Once you become aware of your personal worth you become more independent you are no longer paralyzed by the fear that your significant other might leave you because you no longer associate your personal worth with maintaining a certain relationship.
Once you don't base your relationships on need anymore and focus instead on giving the best possible contribution to the relationships and you make decision based on want you want instead of letting fear take over your life, great relationships start to develop.
Control your reactions and communicate with your partner
Avoid jumping to conclusions based on minor events. While this might be one of the hardest things you have to do, it's important to be able to objectively analyze your reactions and know when the jealousy you are feeling is really justified. Talk to your significant other and let him/her know about your feeling without accusing him/her of anything.

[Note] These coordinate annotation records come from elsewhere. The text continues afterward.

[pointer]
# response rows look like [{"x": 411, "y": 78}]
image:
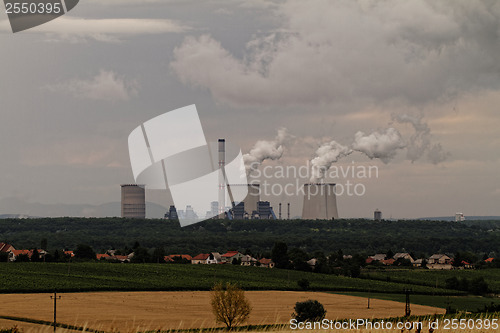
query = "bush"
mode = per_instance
[
  {"x": 303, "y": 284},
  {"x": 229, "y": 305},
  {"x": 310, "y": 310}
]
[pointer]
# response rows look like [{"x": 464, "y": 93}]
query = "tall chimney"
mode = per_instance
[{"x": 222, "y": 180}]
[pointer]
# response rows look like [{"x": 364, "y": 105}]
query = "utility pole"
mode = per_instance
[
  {"x": 407, "y": 307},
  {"x": 55, "y": 298}
]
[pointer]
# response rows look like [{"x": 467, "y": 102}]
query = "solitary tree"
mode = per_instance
[
  {"x": 310, "y": 310},
  {"x": 229, "y": 304}
]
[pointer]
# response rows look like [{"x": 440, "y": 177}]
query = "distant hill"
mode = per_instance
[{"x": 17, "y": 208}]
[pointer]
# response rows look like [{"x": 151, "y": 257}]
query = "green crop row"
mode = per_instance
[{"x": 102, "y": 276}]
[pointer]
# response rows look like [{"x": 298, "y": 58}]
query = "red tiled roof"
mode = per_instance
[
  {"x": 4, "y": 247},
  {"x": 388, "y": 262},
  {"x": 18, "y": 252},
  {"x": 172, "y": 257},
  {"x": 201, "y": 256},
  {"x": 102, "y": 255},
  {"x": 230, "y": 254},
  {"x": 265, "y": 261}
]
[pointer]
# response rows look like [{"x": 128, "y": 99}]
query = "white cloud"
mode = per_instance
[
  {"x": 105, "y": 86},
  {"x": 74, "y": 29},
  {"x": 351, "y": 51}
]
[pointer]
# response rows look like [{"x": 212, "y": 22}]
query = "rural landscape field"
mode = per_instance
[{"x": 150, "y": 297}]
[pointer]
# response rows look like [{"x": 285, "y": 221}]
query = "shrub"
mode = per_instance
[
  {"x": 229, "y": 305},
  {"x": 303, "y": 284},
  {"x": 310, "y": 310}
]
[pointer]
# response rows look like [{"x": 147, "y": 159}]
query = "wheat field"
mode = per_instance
[{"x": 140, "y": 311}]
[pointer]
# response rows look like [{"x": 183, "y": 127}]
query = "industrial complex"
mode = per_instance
[{"x": 319, "y": 200}]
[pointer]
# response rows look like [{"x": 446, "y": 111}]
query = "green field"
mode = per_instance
[
  {"x": 460, "y": 303},
  {"x": 433, "y": 278},
  {"x": 98, "y": 276}
]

Take responsibility for your reactions and calmly tell your significant other if there are some things that she/he can do to help you overcome this problem easier. Your significant other will most likely appreciate the efforts you are making and because with this approach you will be able to keep the communication lines open, your loved one will be more likely to be supportive and understanding, making it easier for both of you to restore trust and revive your relationship.
Try couples therapy
If the situation continues to worsen despite your best efforts it's time to take more radical measures. A careful analysis of the feelings of both partners as well as the the relationship is essential in order to make a final decision. Many couples can find that excessive jealousy has brought the relationship to a critical point and maybe even beyond salvation and that breakup is the only optimal solution.
However, if the feelings are still strong and both partners are willing to deal with the problem, then couples therapy can be really helpful. Try to keep an open mind and accept your feelings without being ashamed of them. Don't be afraid of sharing your feelings and be willing to accept that it might take a lot of time to overcome this problem especially if excessive jealousy is the result of past hurtful experiences.